PostgreSQL is an awesome choice for a SQL database. Out of the box it has so many awesome features; two notable features are its integrated full-text search and its NoSQL, key/value, hstore system. On their own, the two features are powerful, but what if the two could work in concert? What if you could have a hstore and perform full-text search on it? Here we will be looking at using PostgreSQL's full-text search and hstore together.

So let's say we are making an app that manages a listing of products. Our products are books, games, movies, and music. Now there will be some columns shared among each item, such as title and price, but for the most part the number of columns not shared among the different type of items is far greater than the number of shared columns. One solution is to have separate tables for each type of product, or just add every possible column to a single product table. Because PostgreSQL has its hstore system, we can take a third approach - store only columns that are common to all products in traditional database columns and store data specific to a particular type of product in a hstore. So things like name, price, and quantity, can go into database columns, but things like author, director, runtime, and pages can all go into a hstore.

Bellow is a sample of our database table.

SELECT * FROM products;
 id |              title              | price |        properties               
----+---------------------------------+-------+------------------------------
  1 | Ulysses                         | 14.99 | "isbn"=>"1613821174",
    |                                 |       | "pages"=>"612",
    |                                 |       | "author"=>"James Joyce"

  2 | The Importance of Being Earnest |   7.5 | "isbn"=>"1613822189",
    |                                 |       | "pages"=>"156",
    |                                 |       | "author"=>"Oscar Wilde" 

So if we wanted to do full-text search on the products table checking only the title, we could do the following.

SELECT * FROM "products" WHERE (title @@ 'being earnest');
 id |              title              | price |        properties               
----+---------------------------------+-------+------------------------------
  2 | The Importance of Being Earnest |   7.5 | "isbn"=>"1613822189",
    |                                 |       | "pages"=>"156",
    |                                 |       | "author"=>"Oscar Wilde" 

But what if we also checked the properties column.

SELECT "products".* FROM "products" WHERE (title @@ 'importance' or properties @@ 'importance');
ERROR:  operator does not exist: hstore @@ unknown
LINE 1: ...ducts" WHERE (title @@ 'importance' or properties @@ 'import...
                                                             ^
HINT:  No operator matches the given name and argument type(s). You might need to add explicit type casts.

The properties column is a hstore and stores keys and values as text, but if we try to do full text search on a hstore we get an error similar to the one above. One quick fix is casting the properties column to text, but this also includes the key, not just the values, in the cast. If you want to exclude keys from the cast simply extract the values first, and then cast the values to text.

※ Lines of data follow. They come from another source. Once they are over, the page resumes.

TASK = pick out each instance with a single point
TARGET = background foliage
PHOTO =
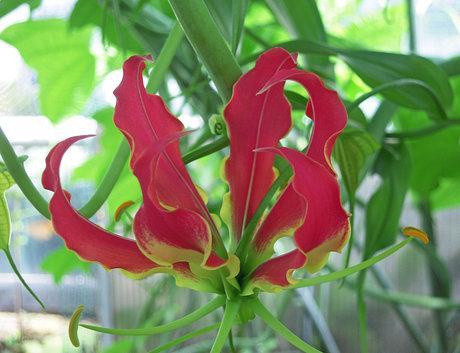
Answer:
(403, 131)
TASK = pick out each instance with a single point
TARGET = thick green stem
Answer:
(205, 150)
(185, 321)
(208, 43)
(352, 269)
(411, 25)
(401, 83)
(160, 68)
(419, 133)
(362, 313)
(16, 169)
(108, 181)
(18, 274)
(280, 328)
(404, 316)
(230, 314)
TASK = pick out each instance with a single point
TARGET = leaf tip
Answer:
(416, 233)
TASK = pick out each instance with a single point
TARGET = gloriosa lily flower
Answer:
(174, 231)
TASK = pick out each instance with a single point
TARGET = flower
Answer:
(174, 231)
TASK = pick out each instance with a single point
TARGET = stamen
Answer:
(417, 233)
(73, 325)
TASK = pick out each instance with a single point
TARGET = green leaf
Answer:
(377, 68)
(61, 262)
(62, 60)
(302, 19)
(90, 12)
(239, 10)
(434, 157)
(384, 208)
(7, 181)
(351, 152)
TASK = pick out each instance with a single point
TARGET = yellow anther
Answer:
(73, 325)
(121, 209)
(417, 233)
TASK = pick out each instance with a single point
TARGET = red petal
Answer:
(276, 274)
(325, 108)
(255, 120)
(88, 240)
(326, 226)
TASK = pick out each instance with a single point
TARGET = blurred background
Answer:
(59, 63)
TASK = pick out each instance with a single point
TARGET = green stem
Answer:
(230, 314)
(208, 43)
(280, 328)
(184, 321)
(410, 325)
(436, 285)
(243, 246)
(400, 83)
(350, 270)
(112, 175)
(24, 283)
(184, 338)
(160, 68)
(16, 169)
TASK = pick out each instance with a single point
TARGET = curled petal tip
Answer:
(73, 325)
(416, 233)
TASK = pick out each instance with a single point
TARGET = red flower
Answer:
(174, 231)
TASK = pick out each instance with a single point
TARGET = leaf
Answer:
(451, 66)
(302, 19)
(90, 12)
(378, 68)
(6, 181)
(385, 206)
(62, 60)
(434, 157)
(6, 6)
(61, 262)
(351, 152)
(239, 10)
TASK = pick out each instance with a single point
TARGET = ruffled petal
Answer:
(173, 224)
(326, 226)
(144, 119)
(255, 120)
(88, 240)
(325, 109)
(330, 117)
(275, 274)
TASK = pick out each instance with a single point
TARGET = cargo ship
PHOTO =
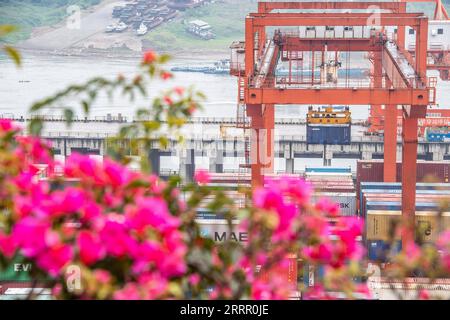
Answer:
(223, 67)
(329, 125)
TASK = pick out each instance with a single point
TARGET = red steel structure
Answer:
(394, 83)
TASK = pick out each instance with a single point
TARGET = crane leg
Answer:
(390, 143)
(261, 155)
(409, 175)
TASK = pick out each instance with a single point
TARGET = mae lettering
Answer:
(233, 236)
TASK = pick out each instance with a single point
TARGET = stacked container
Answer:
(381, 207)
(372, 171)
(336, 184)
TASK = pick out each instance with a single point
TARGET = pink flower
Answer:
(129, 292)
(194, 279)
(90, 248)
(8, 246)
(102, 276)
(202, 177)
(116, 174)
(30, 235)
(116, 239)
(166, 75)
(327, 206)
(7, 125)
(179, 90)
(54, 259)
(151, 212)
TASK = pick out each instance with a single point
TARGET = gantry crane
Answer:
(438, 55)
(398, 79)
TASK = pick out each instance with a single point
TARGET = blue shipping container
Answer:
(328, 134)
(444, 193)
(396, 206)
(379, 250)
(329, 170)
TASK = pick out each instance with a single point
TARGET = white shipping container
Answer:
(330, 176)
(345, 201)
(219, 231)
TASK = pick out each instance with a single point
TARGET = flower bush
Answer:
(133, 237)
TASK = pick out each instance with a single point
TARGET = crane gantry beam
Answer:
(261, 91)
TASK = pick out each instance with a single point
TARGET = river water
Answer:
(41, 76)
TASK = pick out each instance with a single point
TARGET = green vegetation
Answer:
(28, 14)
(226, 19)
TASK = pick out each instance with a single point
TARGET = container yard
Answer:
(395, 167)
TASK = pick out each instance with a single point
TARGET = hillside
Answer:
(225, 17)
(28, 14)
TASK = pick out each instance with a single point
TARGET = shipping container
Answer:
(395, 201)
(219, 231)
(329, 176)
(290, 270)
(328, 134)
(443, 194)
(378, 250)
(345, 201)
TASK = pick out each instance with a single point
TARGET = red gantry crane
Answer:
(309, 39)
(438, 59)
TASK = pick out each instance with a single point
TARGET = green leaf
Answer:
(13, 54)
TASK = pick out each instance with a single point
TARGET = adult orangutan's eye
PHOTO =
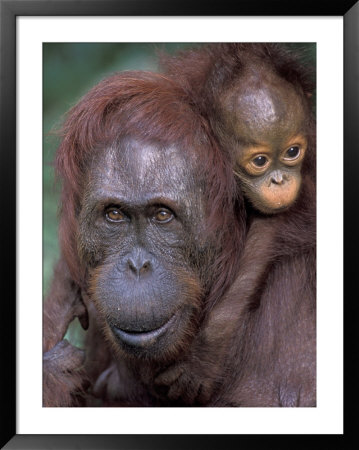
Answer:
(163, 216)
(115, 215)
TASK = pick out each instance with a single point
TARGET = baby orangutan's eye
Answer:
(292, 153)
(260, 161)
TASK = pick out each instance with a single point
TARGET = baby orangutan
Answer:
(257, 100)
(264, 125)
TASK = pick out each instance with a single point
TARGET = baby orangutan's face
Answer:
(264, 126)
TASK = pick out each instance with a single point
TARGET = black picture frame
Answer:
(9, 10)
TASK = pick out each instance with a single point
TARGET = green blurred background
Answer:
(69, 71)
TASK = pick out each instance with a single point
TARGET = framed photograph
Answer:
(52, 54)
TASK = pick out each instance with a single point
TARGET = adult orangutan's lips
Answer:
(142, 338)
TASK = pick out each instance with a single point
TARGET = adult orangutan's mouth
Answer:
(142, 338)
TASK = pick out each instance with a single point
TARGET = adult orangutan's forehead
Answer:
(134, 166)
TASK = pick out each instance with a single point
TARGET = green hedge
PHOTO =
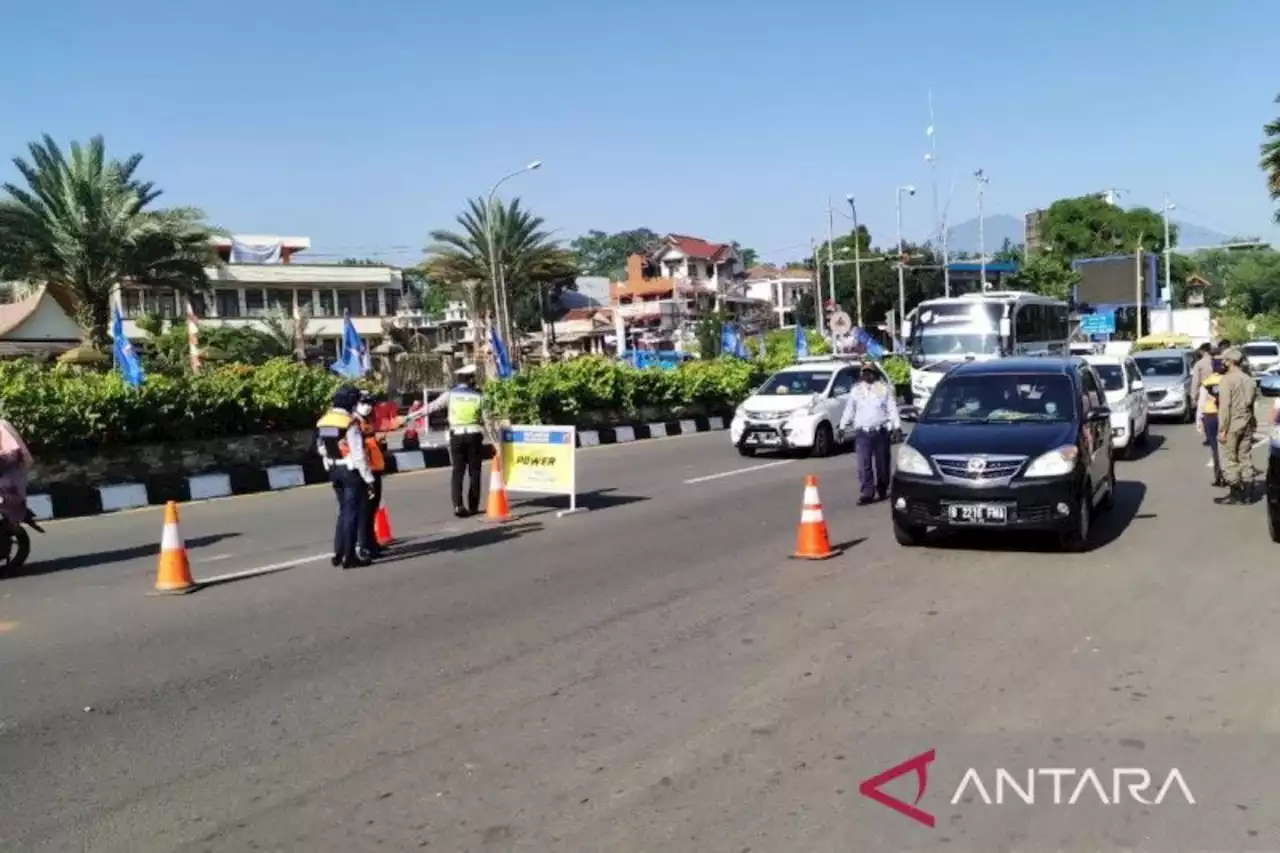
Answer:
(63, 409)
(598, 391)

SELECT "products".* FROM "products" WHERE (title @@ 'oscar' or CAST(avals(properties) AS text) @@ 'oscar');
 id |              title              | price |        properties               
----+---------------------------------+-------+------------------------------
  2 | The Importance of Being Earnest |   7.5 | "isbn"=>"1613822189",
    |                                 |       | "pages"=>"156",
    |                                 |       | "author"=>"Oscar Wilde" 

Comments


TheKidCoder |
Awesome snippet! Just what I needed!

alagram |
You got me out of jail with this one. Thanks!

gvre |
You can also do a full text search based on a specific property's value, for example the name of the author. SELECT * FROM products WHERE to_tsvector('english', properties->'author') @@ to_tsquery('english', 'james');

danwu |
I've found this method to only do a table scan and not hit indexes when it runs, even though there exists a gin index on the hstore field. Have you met this problem? Thanks for the post.